Maybe the most interesting character is a cigar-chomping, massively obese Frenchman who works in espionage, a former French legionnaire who lost his French passport in 2006 for some unexplained, mercenary illegalities. He seems at first glance to be the most overtly Kurtz-like, or at least the most Marlon Brando-like (because he is very fat, you see). But when he speaks (filmed secretly), he seems to understand by far the most about how things work in the CAR, how the French are exploiting the country – deliberately keeping it weak so they can continue to take the natural resources at the lowest cost – and about the macro politics of it all. This guy gets assassinated halfway through the film.

That’s not really a spoiler, because you could watch this movie six times and the characters and their motives would still be murky. Brügger’s chief skill is being willing to travel to this insane land where causality doesn’t apply in the first place. Amazingly, it also manages to be darkly hilarious. With Brügger playing his Great White Hunter character to the hilt, he tells his African fixer, Paul – who might secretly be working for Mr. Gilbert, but that’s another story – “not to be racistic, but I have a problem with Asian people, they’re always very sneaky.”

Yes, Paul quickly agrees, the problem with the Chinese is that they have no morals.

Brügger’s “cover” in Africa, and it’s unclear why he even needs a cover in a country this openly corrupt, is that he wants to build a match factory. He tells officials he wants the matches to be made by pygmies, because “pygmies have the strongest magic.” A bribed government official then takes Cortzen to a pygmy village, where the residents (including young children) have been fed wine and moonshine since the morning so that they’ll be in a dancing stupor by the time the white man gets there and provide him a show. The chief even provides Brügger a pygmy assistant, and when two mute pygmies show up at Brügger’s office the next day (one with a lazy eye), Brügger is told, almost as an afterthought, “Yes, of course, pygmies always travel in pairs.” Like, DUH, guy, where did you go to pygmy school?

It’s the kind of scene that Brügger’s critics will inevitably have the most problem with, Brügger participating in the exploitation of the natives, supposedly for the sake of greater understanding. It will certainly make you feel dirty, but that’s the character Brügger’s playing. He has to participate. He’d never be able to see what was actually going on if he was tutting and clicking the whole time.
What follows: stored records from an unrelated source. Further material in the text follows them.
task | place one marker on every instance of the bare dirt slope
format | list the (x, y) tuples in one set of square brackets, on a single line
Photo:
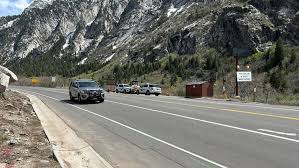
[(23, 143)]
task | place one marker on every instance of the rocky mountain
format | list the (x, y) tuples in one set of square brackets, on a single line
[(101, 31)]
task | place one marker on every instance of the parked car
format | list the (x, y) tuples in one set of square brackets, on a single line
[(135, 88), (86, 90), (123, 88), (149, 89)]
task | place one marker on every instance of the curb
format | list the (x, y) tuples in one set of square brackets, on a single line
[(70, 150)]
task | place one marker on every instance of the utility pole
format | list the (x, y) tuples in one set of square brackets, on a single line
[(237, 69)]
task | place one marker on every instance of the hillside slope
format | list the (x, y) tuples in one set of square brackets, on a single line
[(66, 33)]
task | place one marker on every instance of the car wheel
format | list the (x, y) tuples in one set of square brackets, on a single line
[(71, 97)]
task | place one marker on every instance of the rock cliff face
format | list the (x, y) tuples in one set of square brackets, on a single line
[(145, 30)]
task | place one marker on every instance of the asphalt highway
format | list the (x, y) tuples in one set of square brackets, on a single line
[(138, 131)]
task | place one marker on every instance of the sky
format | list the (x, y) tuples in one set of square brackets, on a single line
[(13, 7)]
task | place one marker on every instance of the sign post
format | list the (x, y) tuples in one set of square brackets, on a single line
[(244, 76)]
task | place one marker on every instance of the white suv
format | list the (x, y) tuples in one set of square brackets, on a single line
[(149, 89), (123, 88)]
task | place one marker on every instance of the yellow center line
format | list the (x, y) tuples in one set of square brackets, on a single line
[(224, 109)]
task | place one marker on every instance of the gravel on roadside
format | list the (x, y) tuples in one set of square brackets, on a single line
[(23, 143)]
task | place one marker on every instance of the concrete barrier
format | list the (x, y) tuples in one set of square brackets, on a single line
[(6, 77), (4, 81), (13, 76)]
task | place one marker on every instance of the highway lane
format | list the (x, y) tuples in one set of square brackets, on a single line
[(225, 134)]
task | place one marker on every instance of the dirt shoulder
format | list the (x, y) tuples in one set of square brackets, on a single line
[(23, 143)]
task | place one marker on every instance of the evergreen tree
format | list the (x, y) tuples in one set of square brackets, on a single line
[(279, 54)]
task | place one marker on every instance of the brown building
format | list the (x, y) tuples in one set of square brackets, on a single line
[(199, 89)]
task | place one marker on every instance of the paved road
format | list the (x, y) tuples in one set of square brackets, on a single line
[(169, 132)]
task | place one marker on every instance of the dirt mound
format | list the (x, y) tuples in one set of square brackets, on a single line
[(23, 143)]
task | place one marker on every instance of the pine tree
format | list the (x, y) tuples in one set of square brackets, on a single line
[(279, 53)]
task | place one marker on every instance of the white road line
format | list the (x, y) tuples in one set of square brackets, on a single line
[(140, 132), (276, 132), (200, 120), (199, 101), (233, 104)]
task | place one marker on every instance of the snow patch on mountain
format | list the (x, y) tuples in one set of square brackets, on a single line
[(109, 58), (40, 4), (171, 10), (8, 24), (82, 62)]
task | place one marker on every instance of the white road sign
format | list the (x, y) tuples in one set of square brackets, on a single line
[(244, 76)]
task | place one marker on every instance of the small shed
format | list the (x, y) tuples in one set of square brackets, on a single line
[(199, 89)]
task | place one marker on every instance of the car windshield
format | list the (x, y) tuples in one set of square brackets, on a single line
[(88, 84)]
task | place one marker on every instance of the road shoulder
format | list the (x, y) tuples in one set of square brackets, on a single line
[(70, 150)]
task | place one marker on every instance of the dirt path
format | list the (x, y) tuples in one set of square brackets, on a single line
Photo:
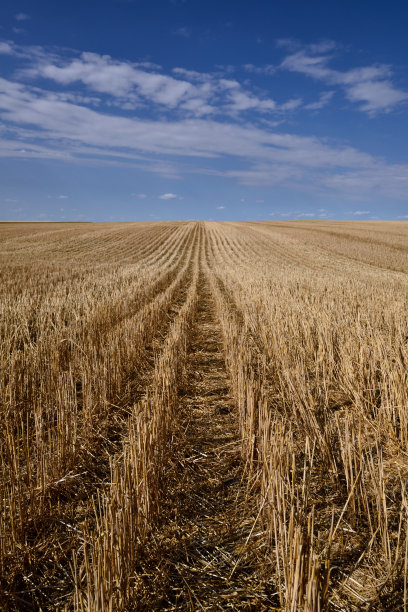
[(205, 563)]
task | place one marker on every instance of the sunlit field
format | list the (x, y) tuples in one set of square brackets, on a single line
[(204, 416)]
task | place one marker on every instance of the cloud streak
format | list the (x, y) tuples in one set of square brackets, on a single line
[(210, 125)]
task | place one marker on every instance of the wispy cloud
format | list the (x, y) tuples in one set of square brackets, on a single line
[(213, 125), (170, 196), (138, 84), (324, 99), (267, 69)]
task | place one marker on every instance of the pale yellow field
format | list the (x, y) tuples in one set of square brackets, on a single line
[(204, 416)]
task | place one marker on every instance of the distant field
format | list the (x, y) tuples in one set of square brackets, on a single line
[(204, 416)]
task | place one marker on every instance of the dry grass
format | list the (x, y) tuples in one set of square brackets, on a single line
[(102, 329)]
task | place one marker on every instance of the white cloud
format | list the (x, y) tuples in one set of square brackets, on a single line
[(68, 125), (370, 85), (267, 69), (324, 99), (169, 196), (135, 84), (22, 17)]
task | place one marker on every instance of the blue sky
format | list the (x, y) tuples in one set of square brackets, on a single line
[(192, 109)]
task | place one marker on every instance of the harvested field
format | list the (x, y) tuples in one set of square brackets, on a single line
[(204, 416)]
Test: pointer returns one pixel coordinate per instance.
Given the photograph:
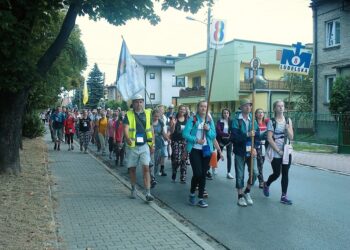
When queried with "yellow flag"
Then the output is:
(85, 94)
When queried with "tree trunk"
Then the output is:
(46, 61)
(11, 114)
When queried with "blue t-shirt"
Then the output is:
(57, 120)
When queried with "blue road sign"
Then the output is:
(296, 61)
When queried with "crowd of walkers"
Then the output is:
(145, 138)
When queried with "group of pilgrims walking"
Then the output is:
(145, 138)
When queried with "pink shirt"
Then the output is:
(111, 128)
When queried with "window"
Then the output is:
(329, 85)
(169, 61)
(248, 73)
(196, 81)
(179, 81)
(332, 33)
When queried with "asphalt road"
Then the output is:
(318, 219)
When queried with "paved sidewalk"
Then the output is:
(333, 162)
(94, 210)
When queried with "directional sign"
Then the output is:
(217, 33)
(255, 63)
(294, 61)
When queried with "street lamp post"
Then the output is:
(208, 49)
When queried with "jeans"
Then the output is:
(239, 169)
(200, 166)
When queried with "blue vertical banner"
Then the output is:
(296, 61)
(217, 33)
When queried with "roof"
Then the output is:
(155, 61)
(240, 40)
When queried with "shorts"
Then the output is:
(139, 155)
(58, 134)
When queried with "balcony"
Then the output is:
(270, 84)
(192, 92)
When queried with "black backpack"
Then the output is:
(274, 128)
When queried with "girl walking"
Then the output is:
(178, 144)
(280, 132)
(199, 134)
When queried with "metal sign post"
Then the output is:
(254, 64)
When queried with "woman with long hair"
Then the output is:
(262, 122)
(178, 144)
(279, 134)
(199, 134)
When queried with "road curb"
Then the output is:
(188, 232)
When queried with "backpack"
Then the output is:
(274, 128)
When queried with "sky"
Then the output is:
(274, 21)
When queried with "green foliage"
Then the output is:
(300, 86)
(32, 125)
(95, 83)
(340, 97)
(112, 104)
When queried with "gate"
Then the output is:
(344, 134)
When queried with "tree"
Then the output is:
(340, 96)
(24, 63)
(95, 83)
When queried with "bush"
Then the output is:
(340, 98)
(32, 125)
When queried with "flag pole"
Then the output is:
(253, 119)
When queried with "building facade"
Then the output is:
(331, 48)
(232, 78)
(162, 86)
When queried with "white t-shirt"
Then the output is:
(278, 135)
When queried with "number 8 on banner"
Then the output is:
(217, 33)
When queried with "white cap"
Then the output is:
(137, 97)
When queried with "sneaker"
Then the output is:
(149, 197)
(266, 190)
(209, 176)
(133, 194)
(241, 202)
(229, 176)
(153, 183)
(248, 198)
(285, 200)
(201, 203)
(205, 194)
(192, 199)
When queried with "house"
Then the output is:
(331, 20)
(331, 60)
(112, 93)
(162, 86)
(233, 75)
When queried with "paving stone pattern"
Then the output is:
(95, 211)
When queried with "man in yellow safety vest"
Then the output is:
(139, 136)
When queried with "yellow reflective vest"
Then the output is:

Brügger’s Cortzen is frequently compared to Borat, but the comparison isn’t quite right. With Borat, it’s always very clear who is and isn’t in on the joke. With Cortzen, it’s hard to tell. The cast of characters is necessarily-tangled and confusing (“there is no why here,” as a guard tells Primo Levi in Survival in Auschwitz), but The Ambassador still could’ve benefited from a little more transparency in outlining Brügger’s motives. Wait, how does having a match factory help you smuggle diamonds? And what does being able to get the diamonds prove, exactly? What was the end game here? You probably won’t enjoy it if you’re looking for a smoking gun, but it’s not that kind of movie. What it is is a strange, confusing, hilarious journey into a terrifying place through the eyes of a guy with way bigger balls than you. My greatest criticism is also my greatest rave, which is that I started buying books about the CAR on Amazon as soon as it was over. That seems safer. I like my learning without fear of assassination or diarrhea.